Featured image
Featured image: We're destroying the planet.


October 30th, 2012—the date I became a fully fledged vegetarian following years of excuse-laden deliberation. In the time that has passed since my life has been fantastically rewarding; I can’t recommend making a similarly positive change to your life enough. However, it makes wonder why it took me so long.

I think I was being willingly naïve to the facts regarding animal ethics and the environment. Life was more convenient that way. At the heart of the problem, then, I think, is the prevalence of systems that sell convenience.

As a society that consumes and consumes, we no longer care about where our goods come from as long as there is some desire fulfilled. Consumerism, in this sense, serves a purpose. But it’s perniciously controlling. it panders to selfishness and greed. While it makes things easier, life becomes less fulfilling. Meanwhile, we are gradually destroying the planet.

Yet we’re happy with each piece of consumption because this serves to satisfy us in the short-term. If I enjoy eating chicken, and can choose to ignore how they arrived at my plate, then who cares? What’s the harm of my gain? The reality is that you just have to look; and you have to be touched by what you find out.

You’ve probably seen videos of cruel animal slaughter at some point in your life and, unless you’re a particularly callous individual, you probably found them slightly disconcerting. But the method of force-feeding us inhumane videos depicting animal slaughter clearly isn’t effective at making us act upon those feelings. Morally speaking, we need to change the way in which we think if we are to be efficacious at providing the right kind of moral content to people.

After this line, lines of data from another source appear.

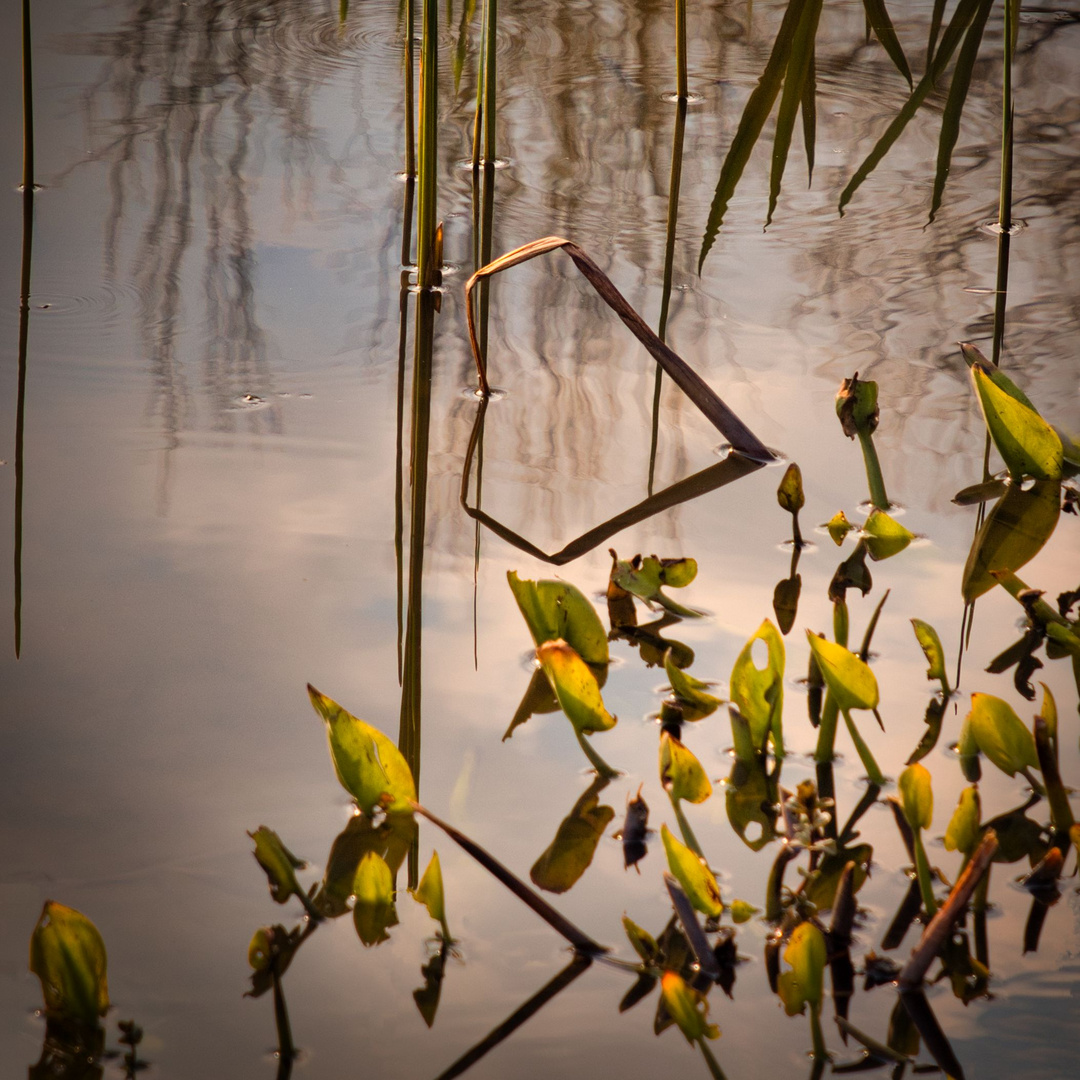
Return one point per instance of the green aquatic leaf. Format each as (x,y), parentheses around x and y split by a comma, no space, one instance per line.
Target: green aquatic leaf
(804,984)
(931,646)
(691,693)
(751,797)
(645,945)
(430,893)
(571,852)
(279,863)
(374,889)
(1001,734)
(369,767)
(390,839)
(67,954)
(557,610)
(688,1008)
(1027,444)
(885,536)
(645,579)
(680,772)
(838,527)
(576,688)
(758,692)
(850,680)
(917,796)
(692,874)
(790,494)
(1014,531)
(963,833)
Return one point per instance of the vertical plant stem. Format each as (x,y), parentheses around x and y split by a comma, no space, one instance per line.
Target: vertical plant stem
(680,50)
(1004,191)
(427,225)
(27,100)
(409,91)
(826,733)
(874,477)
(673,192)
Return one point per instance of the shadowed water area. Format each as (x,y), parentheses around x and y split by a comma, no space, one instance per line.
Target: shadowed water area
(241,454)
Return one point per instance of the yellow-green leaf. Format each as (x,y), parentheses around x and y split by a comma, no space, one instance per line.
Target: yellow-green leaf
(917,795)
(1027,444)
(571,852)
(576,687)
(962,833)
(687,1008)
(742,910)
(680,772)
(368,765)
(1001,734)
(806,954)
(885,536)
(790,494)
(838,527)
(67,954)
(555,609)
(850,682)
(758,692)
(691,692)
(645,944)
(931,646)
(429,892)
(1014,531)
(279,863)
(374,889)
(692,874)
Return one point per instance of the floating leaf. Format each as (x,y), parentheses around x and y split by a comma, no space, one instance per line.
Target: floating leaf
(931,646)
(1027,444)
(645,578)
(576,687)
(279,863)
(917,795)
(645,944)
(680,772)
(430,893)
(557,610)
(758,692)
(804,984)
(751,798)
(692,874)
(838,527)
(1013,534)
(67,954)
(742,912)
(571,852)
(374,889)
(691,692)
(368,765)
(790,494)
(963,834)
(1000,734)
(850,682)
(885,536)
(687,1008)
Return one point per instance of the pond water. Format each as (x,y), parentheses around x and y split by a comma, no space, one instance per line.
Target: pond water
(224,493)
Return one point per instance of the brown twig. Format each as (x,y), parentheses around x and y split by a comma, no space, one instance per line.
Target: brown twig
(941,925)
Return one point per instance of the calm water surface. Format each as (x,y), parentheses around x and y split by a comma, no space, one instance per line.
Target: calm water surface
(208,516)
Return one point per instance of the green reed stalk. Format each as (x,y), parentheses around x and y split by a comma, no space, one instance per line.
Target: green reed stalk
(428,212)
(1004,191)
(409,93)
(680,67)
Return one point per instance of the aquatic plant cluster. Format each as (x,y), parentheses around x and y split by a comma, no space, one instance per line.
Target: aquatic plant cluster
(814,954)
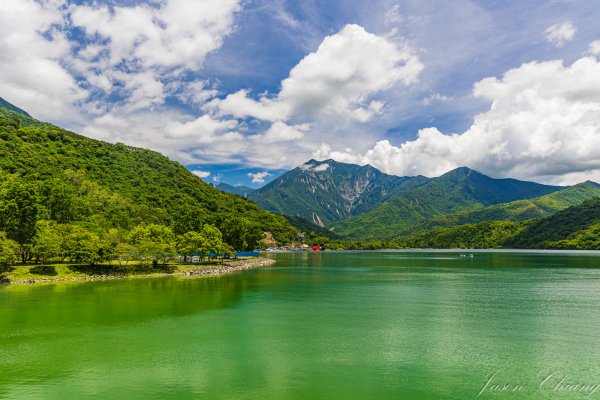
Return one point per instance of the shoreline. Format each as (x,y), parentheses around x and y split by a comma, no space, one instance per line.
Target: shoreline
(183,270)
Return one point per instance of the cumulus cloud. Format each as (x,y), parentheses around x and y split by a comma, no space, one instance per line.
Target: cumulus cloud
(282,132)
(201,174)
(339,78)
(259,177)
(543,123)
(142,46)
(561,33)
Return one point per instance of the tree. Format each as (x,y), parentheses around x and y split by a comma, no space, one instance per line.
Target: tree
(8,252)
(19,212)
(153,242)
(213,240)
(191,243)
(80,244)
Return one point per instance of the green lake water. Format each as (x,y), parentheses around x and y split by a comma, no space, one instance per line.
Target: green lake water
(355,325)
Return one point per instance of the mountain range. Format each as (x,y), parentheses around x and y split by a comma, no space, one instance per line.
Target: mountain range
(103,186)
(240,190)
(363,203)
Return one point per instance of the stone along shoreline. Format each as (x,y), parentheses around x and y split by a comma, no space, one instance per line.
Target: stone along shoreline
(181,270)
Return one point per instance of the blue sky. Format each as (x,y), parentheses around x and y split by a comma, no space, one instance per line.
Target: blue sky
(239,91)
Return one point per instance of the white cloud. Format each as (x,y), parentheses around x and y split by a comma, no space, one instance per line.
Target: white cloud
(201,174)
(339,78)
(561,33)
(393,15)
(190,140)
(594,48)
(434,98)
(258,177)
(544,124)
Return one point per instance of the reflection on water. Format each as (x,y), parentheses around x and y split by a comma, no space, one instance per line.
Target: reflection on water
(332,325)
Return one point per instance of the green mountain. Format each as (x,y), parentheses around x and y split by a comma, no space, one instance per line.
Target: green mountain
(104,185)
(519,210)
(241,190)
(576,227)
(459,190)
(6,104)
(328,191)
(484,235)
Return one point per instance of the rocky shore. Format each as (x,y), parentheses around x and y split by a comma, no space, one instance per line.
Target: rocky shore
(186,270)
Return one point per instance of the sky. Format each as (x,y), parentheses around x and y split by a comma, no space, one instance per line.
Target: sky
(240,91)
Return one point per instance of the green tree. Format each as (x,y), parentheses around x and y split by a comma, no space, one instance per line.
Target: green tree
(191,243)
(153,242)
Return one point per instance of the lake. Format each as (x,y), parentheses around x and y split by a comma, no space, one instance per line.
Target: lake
(349,325)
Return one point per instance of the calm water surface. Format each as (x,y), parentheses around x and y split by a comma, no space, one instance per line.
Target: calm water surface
(356,325)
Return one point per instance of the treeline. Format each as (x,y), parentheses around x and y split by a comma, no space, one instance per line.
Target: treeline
(77,179)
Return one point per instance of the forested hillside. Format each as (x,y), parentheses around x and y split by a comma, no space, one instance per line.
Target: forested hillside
(459,190)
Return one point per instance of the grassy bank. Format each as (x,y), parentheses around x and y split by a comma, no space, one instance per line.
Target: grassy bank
(33,274)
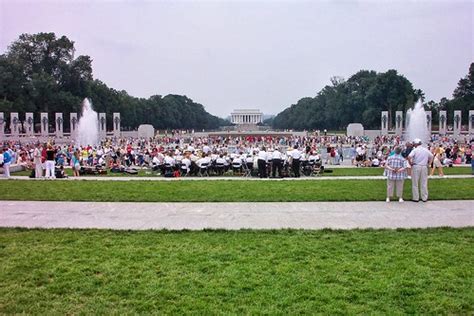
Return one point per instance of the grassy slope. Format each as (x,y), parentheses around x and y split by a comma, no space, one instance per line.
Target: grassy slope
(340,172)
(223,191)
(249,272)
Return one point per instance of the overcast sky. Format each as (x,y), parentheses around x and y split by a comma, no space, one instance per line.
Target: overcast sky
(254,54)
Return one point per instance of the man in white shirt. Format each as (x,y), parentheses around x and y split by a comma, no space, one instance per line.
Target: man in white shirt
(419,158)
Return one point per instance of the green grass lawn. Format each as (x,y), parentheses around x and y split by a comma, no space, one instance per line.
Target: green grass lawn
(340,172)
(243,272)
(223,190)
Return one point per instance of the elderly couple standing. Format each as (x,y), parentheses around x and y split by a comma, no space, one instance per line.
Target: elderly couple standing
(396,170)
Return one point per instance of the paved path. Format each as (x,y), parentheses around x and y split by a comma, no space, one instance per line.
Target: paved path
(160,178)
(197,216)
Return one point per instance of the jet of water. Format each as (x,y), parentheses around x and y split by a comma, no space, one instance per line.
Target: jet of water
(88,126)
(417,124)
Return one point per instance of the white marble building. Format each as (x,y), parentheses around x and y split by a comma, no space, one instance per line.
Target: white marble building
(246,117)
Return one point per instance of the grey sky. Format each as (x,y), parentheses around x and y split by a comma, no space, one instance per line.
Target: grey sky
(254,54)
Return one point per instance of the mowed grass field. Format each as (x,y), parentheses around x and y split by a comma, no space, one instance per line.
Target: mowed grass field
(338,172)
(237,272)
(223,190)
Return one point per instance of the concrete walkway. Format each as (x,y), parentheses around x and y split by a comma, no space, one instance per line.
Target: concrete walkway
(215,178)
(197,216)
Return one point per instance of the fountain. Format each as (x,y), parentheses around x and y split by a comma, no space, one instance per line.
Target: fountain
(417,127)
(88,126)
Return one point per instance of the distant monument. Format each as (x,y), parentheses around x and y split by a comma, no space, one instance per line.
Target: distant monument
(246,117)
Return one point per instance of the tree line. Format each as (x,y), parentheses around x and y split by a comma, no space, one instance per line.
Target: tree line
(362,97)
(39,73)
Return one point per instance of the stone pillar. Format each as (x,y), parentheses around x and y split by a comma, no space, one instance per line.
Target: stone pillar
(59,123)
(457,120)
(428,122)
(443,119)
(471,122)
(399,122)
(2,126)
(116,124)
(384,123)
(44,124)
(73,124)
(102,126)
(15,124)
(29,124)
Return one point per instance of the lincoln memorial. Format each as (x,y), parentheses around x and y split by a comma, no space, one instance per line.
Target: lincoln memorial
(246,117)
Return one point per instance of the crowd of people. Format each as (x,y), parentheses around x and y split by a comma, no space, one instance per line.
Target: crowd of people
(268,156)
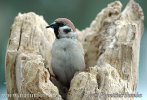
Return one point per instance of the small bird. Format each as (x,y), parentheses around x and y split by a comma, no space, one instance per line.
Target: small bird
(67,52)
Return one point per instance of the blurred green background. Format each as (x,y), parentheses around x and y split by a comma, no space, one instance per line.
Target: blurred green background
(81,12)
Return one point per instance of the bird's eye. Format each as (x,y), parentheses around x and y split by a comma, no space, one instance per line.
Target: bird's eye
(60,24)
(67,30)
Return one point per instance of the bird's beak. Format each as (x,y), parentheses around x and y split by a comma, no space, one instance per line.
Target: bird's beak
(53,25)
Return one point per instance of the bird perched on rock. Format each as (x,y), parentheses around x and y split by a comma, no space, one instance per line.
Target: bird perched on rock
(67,52)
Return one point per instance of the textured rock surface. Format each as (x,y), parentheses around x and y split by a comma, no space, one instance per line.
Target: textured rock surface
(111,45)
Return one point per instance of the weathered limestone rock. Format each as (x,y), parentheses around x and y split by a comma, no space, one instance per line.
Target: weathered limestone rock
(111,44)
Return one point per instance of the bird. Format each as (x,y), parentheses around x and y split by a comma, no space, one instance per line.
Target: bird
(67,52)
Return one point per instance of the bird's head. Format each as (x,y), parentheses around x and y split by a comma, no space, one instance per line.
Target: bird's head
(63,28)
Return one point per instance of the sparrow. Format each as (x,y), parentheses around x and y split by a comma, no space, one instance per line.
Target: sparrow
(67,52)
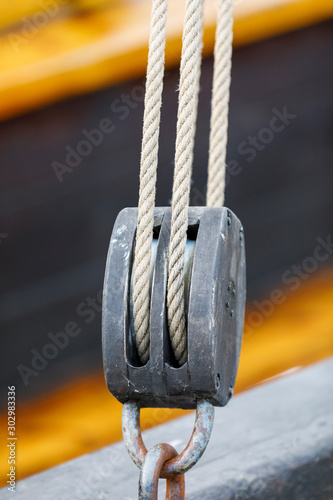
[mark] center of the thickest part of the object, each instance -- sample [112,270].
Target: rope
[148,168]
[220,105]
[186,122]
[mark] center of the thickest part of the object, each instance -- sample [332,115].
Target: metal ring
[150,473]
[196,446]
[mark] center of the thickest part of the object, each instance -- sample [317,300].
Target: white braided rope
[220,105]
[148,168]
[186,124]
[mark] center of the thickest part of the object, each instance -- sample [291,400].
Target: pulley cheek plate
[215,317]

My favourite video on this topic, ‘Holocaust on a Conveyor Belt - Assembly Line of Death’—an excerpt from the film Samsara (2011)—exemplifies good content by conveying cultural aspects of our society rather well. This enables people to reach out to things they don’t routinely see by sensually connecting their daily decisions with the impact they have. This acts to ignite feelings they didn’t know they had. I suggest you watch ‘Holocaust on a Conveyor Belt - Assembly Line of Death’ (below). With no gore throughout, it cinematically depicts the extent of our greed and the numbing of our senses in a minimalist, 6-minute compilation of a slaughterhouse at work.



Despite all the negativity emanating from my words so far, I think there is a potential to revolutionise the way we think. We are inherently compassionate and intelligent beings but the current state of apathy and pessimism has turned us into intellectual slaves—in many contexts, not just with regards to vegetarianism.

Specifically, I think if we foster more independent thinking by questioning norms, we will become more accountable for our actions. That may entail acting in a way that doesn’t suit the people at the top (i.e. politicians, journalists) by trusting our own intelligence and addressing the topic at hand with what we’ve ascertained to be unbiased facts and statistics.

Ignorance
Ignorance is not always bliss.


I do, however, appreciate that acting morally would be more appealing if there was an incentive. But there is one! It’s in a human’s very nature to be compassionate: we are psychologically rewarded when we are kind (that reward being a feeling). One particular campaign I love is the ‘My Give Just One Thing’ kindness campaign, which I can’t advocate enough. Kindness will make you happy in the long-term. First, though, people need to be trusted with their own minds. After all, someone’s more likely to stick to a moral pledge if it was their decision in the first place.

I’ve adopted a similar approach to my own life. It started off with simple things like setting up standing orders to charities and signing up to the organ register. I then became a vegetarian, acknowledging that not doing so was both cruel and unsustainable. Giving blood and quitting dairy soon followed. Furthermore, working in the NHS has filled me a sense of value and purpose. (We should all ask ourselves how society values our work.) The rewards of benevolence are so great that I always want to offer more. It’s empowering.

Our culture may have paralysed our innate sense of empathy but, if look beyond what we consume and materially possess to each other, we can make a better kind of difference. For that we will continuously be rewarded.